There were other signs of growing nostalgia for the old days of dictatorship, as well. In the corridors of the Cortes (parliament) there were suggestions that Col. Antonio Tejero Molina, who held deputies at gunpoint on Feb. 23, may never come to trial. Not without reason, the government fears that the Francoists could use such a hearing to put democracy itself on trial. With their confidence buoyed by the 23-F incident (as it has been dubbed), ultra-rightists have mounted a campaign of denigration aimed at the politicians who are hamstrung by haggling in parliament. At the same time, the rightists blame democracy for inflation and rising unemployment. For its part, the ruling Democratic Centre Party has played into their hands through vicious internal squabbling, and ex-premier Adolfo Suárez is on the brink of quitting the party in disgust. And although the gov-
ernment has dismissed rumors of another coup attempt, King Juan Carlos has become alarmed at the intra-party battles. As he did in February, the king last week warned that, if respect for democracy is to be preserved, politicians must be “resolute and dynamic.”
Meanwhile, some observers in Madrid suggest a new potential strongman may be about to emerge. He is Gen. Jesus González del Yerro, the shrewd, forceful commander of the Canary Islands who might become defence minister in a cabinet shuffle that is expected soon. Most members of the military hierarchy are die-hard Francoists, and the promotion of del Yerro—military sources describe him as “dangerous, tough and very ambitious”—would confirm a disturbing swing to the right. By accident or design, Prime Minister Leopoldo CalvoSotelo has refrained from purging reactionary elements since 23-F. “The military respects strong command.
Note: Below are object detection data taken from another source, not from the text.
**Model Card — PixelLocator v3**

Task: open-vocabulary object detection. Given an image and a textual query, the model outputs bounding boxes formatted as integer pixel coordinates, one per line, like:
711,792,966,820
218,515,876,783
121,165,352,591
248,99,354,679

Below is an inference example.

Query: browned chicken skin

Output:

But it has been allowed to go its own way and just laugh at the defence minister,” commented one army captain about Defence Minister Alberto Oliart. His isola-
tion was clearly demonstrated recently when—to his embarrassment—the military awarded a medal to one of the attempted coup’s leaders, Gen. Jaime Milans del Bosch.
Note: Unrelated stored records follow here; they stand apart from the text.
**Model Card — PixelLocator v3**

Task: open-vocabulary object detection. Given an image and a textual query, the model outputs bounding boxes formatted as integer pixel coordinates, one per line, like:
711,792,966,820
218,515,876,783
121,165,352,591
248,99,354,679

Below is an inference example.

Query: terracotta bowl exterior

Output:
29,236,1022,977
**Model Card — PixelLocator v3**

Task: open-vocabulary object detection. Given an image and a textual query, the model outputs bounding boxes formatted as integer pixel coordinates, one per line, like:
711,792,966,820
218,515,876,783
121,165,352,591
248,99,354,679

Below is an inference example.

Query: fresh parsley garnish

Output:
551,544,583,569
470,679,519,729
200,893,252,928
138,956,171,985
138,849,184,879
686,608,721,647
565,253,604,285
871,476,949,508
That mistake was swiftly remedied. But then the general’s son, a captain, escaped with a minimum sentence after he had publicly denigrated the king, who many officers feel has betrayed the ideals of Francoism. In contrast, a journalist was jailed last week for seven years for “professional negligence.” His offence: he named two men as rightwing fanatics, and they were later gunned down by Basque separatists. In this climate, true democracy can barely function. And even if the Socialists, led by Felipe González, were to win an election, it is doubtful that they would be allowed to govern.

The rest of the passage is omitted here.